Au début tu ne comprenais pas pourquoi le taxi klaxonnait souvent. En fait, c’est quand des femmes marchent le long du bord de la route. Ouais uniquement pour les jeunes, pas pour les mamies.

Ah, encore un flic qui nous arrête, cette fois avec toute sa famille. Il est devant un super complexe touristique. Il a été construit pour les vacances des militaires… Bien sûr on l’a pris en stop alors que les autres gens qui font du stop, ils peuvent attendre. Le prestige (ou la trouille) de l’uniforme.

Discussion avec le taxi autour d’une énorme tranche de barracuda grillé et une bière glacée. Ben ouais, faut bien récupérer un peu !

Beaucoup de choses s’éclairent. Le gouvernement veut des devises. Pour cela, tous les supermarchés (ils appartiennent tous à l’état) sont accessibles uniquement à ceux qui ont une CB. Mais, tu ne peux avoir une CB qu’en Euro ou pound. Tu ne peux pas déposer du péso cubain.

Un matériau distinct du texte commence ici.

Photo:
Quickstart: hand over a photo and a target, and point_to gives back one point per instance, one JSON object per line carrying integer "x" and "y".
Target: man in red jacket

Donc, si tu veux acheter des pâtes au magasin, tu dois pouvoir les payer en euros. Vous voyez le côté vicieux du truc ? Si tu ne travailles pas en contact avec les touristes, tu n’as aucun moyen pour acheter tes pâtes au magasin. Donc, ceux qui ont une CB achètent des quantités de produit et le revendent en péso au marché noir deux fois le prix normal. Donc, le même qui est pauvre paye 2 fois le prix d’un mec qui a des devises. C’est certainement pour ça qu’hier, il y avait un monde dingue sur deux stands, l’état (y avait les flics) a dû organiser une vente où tu payais en péso. T’as certains produits comme le fromage que tu ne trouves qu’au marché noir.